Tuesday, October 7, 2008

Guest Column on Extraterritoriality

This is the first in what I hope to be many guest columns. If you or anyone you know would like to post an article on WApatents.com, just send it to me for review. I reserve the right not to publish or to edit any articles you send me. Articles posted do not necessarily reflect my own views on the law; so if you disagree with something in a guest column, post a comment and contact the author.

This article is from Paul Beattie, an experienced Seattle patent litigator. What follows is a brief snippet from Paul's article. The full article is attached.

Extraterritorial Abdication: Extraterritorial Infringement Outpaces Extraterritorial Protection

By Paul Beattie[1]

The past twenty years have seen a progressive shift in economic activity, particularly manufacturing, away from the United States, Japan, and Europe to developing countries.[2] More and more inventions conceived in the “West” are being exploited in developing countries, often with no royalty payments to the inventors or their assignees. We are living through a colossal transfer of knowledge and invention from the developed to the developing world – although this transfer is seldom remarked upon.[3] U.S. patent law has been slow to recognize these realities and to extend U.S. patent protection to “infringing” activities abroad, perhaps out of sympathy for the developing world and out of fear that other countries will follow suit and attempt to enforce their laws here. Politics aside, U.S. patent law has failed to adapt to a world in which more and more infringement takes place overseas.

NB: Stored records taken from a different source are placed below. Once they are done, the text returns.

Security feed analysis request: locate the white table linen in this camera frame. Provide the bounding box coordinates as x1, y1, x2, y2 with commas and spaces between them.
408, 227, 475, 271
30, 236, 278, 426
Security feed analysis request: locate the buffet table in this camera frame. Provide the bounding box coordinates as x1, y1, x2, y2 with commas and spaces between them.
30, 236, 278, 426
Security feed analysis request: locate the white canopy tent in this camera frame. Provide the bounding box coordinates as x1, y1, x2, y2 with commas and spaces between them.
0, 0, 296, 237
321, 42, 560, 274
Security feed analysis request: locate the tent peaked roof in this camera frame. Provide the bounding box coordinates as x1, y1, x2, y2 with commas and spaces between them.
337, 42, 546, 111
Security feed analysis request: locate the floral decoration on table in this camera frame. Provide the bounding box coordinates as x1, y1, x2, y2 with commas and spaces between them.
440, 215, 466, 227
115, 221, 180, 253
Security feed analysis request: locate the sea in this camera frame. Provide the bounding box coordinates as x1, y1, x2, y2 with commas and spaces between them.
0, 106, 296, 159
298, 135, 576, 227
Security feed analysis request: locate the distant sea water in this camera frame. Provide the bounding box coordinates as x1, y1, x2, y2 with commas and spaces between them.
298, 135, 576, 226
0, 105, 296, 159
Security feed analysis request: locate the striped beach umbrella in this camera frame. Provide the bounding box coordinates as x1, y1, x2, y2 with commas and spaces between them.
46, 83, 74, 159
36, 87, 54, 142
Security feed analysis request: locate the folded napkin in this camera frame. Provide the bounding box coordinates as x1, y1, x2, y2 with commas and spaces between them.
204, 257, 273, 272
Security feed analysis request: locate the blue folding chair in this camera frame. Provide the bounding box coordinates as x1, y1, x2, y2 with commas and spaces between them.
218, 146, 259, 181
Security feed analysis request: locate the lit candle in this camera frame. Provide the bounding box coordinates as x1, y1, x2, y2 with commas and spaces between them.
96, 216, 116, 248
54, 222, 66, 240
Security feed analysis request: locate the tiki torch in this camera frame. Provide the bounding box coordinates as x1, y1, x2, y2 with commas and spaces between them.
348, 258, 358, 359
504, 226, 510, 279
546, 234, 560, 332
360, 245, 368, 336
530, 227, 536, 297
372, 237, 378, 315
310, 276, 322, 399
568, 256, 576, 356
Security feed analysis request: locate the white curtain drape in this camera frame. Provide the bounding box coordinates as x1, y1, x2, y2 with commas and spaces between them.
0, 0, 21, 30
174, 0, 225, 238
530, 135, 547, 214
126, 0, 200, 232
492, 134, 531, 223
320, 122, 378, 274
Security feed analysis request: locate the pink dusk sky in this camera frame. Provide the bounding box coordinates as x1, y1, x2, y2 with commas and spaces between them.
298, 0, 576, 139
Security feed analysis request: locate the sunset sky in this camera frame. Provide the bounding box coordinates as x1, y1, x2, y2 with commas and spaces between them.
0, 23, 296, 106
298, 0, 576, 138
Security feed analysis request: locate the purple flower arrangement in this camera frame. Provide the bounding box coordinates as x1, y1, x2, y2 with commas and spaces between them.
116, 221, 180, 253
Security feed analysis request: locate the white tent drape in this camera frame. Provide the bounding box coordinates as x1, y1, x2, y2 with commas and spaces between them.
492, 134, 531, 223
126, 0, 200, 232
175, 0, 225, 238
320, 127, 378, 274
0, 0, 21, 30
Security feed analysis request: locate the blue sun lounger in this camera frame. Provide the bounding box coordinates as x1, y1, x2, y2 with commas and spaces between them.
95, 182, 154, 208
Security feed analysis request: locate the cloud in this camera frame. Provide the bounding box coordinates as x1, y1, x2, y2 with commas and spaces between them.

U.S. patent law has traditionally not been given so-called “extraterritorial” effect. As the Supreme Court stated in the recent case of Microsoft Corp. v. AT&T Corp., “[i]t is the general rule under United States patent law that no infringement occurs when a patented product is made and sold in another country.”[4] This is reflected in the main infringement provision in the U.S. patent statute, which states that “whoever without authority makes, uses, offers to sell, or sells any patented invention, within the United States or imports into the United States any patented invention . . . infringes the patent.”[5] U.S. patent law thus generally targets infringing activities within the United States, with minor exceptions.

Footnotes:

[1] Paul H. Beattie is a shareholder in the Seattle Office of Schwabe, Williamson & Wyatt. He can be reached at pbeattie@schwabe.com or at (206) 407-1566.
[2] Pete Engardio et al., The New Global Job Shift, Business Week Online, http://www.businessweek.com/%20magazine/content/03_05/b3818001.htm (Feb. 3, 2003); Josh Bivens, Economic Policy Institute Briefing Paper, Trade Deficits and Manufacturing Job Loss: Correlation and Causality.
[3] See, e.g., The Sydney Morning Herald, Chinese Accused of Stealing American Technology, http://www.smh.com.articles/2007/11/16/1194766968231.html.; Jacob Goldstein, Brazil Breaks Merck’s Patent on Aids Drug, Wall Street Journal.com, http://blogs.wsj.com/health/2007/05/04/brazil-breaks-mercks-patent-on-aids-drug/ (May 4, 2007); Mary Kopczynski, Robin Hood versus the Bullies: Software Piracy and Developing Countries, Rutgers Comp. & Tech. L. J. (Summer, 2007).
[4] Microsoft Corp. v. AT&T Corp., 127 S. Ct. 1746, 1750 (2007).
[5] 35 U.S.C. § 271(a) (emphasis added).